Closed sametdumankaya closed 5 years ago

sametdumankaya commented 6 years ago

Hi, thanks for the great package.

I have a dataset which has 200000 rows and 15 columns. I tried to apply UMAP as following

embedding = umap.UMAP(n_neighbors=5, min_dist=0.3, metric='correlation').fit_transform(data)

After 10 seconds, I got following exceptions :

I set the system recursion limit to 10000 as below and tried again but then python exited with a code like -143537645 meaning exited with error.

sys.setrecursionlimit(10000)

Is there any solution, workaround or anything I can do for this problem?

Thanks.

lmcinnes commented 6 years ago

This is an odd issue that I never fully tracked down -- it seems to depend on an odd data distribution (often involving duplicate points). What is happening is that the random projection tree recursively splits the data into smaller and smaller pieces. Apparently we hit the recursion limit.
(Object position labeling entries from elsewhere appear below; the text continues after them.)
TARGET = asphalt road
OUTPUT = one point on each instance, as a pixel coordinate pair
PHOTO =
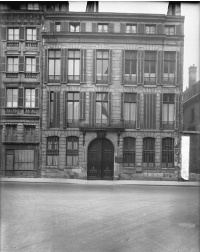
(79, 218)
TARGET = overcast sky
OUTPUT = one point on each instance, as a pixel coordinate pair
(191, 11)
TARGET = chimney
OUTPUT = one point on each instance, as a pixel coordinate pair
(92, 6)
(174, 9)
(192, 75)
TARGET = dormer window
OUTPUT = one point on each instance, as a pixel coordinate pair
(74, 27)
In practice we should expect the data to be split approximately in half each time, so the tree depth should be expected to be around log_2(200000) ~ 18. Somehow, instead we have a tree depth that has exceeded 10000, so the splitting is working very strangely.

One potential solution is to add a small amount of noise to the data (smaller than the smallest distances between non-identical samples). This may work around the problem for you.

On Thu, Aug 2, 2018 at 3:59 AM Samet Dumankaya notifications@github.com wrote:

Hi, thanks for the great package.

I have a dataset which has 200000 rows and 15 columns. I tried to apply UMAP as following

embedding = umap.UMAP(n_neighbors=5, min_dist=0.3, metric='correlation').fit_transform(data)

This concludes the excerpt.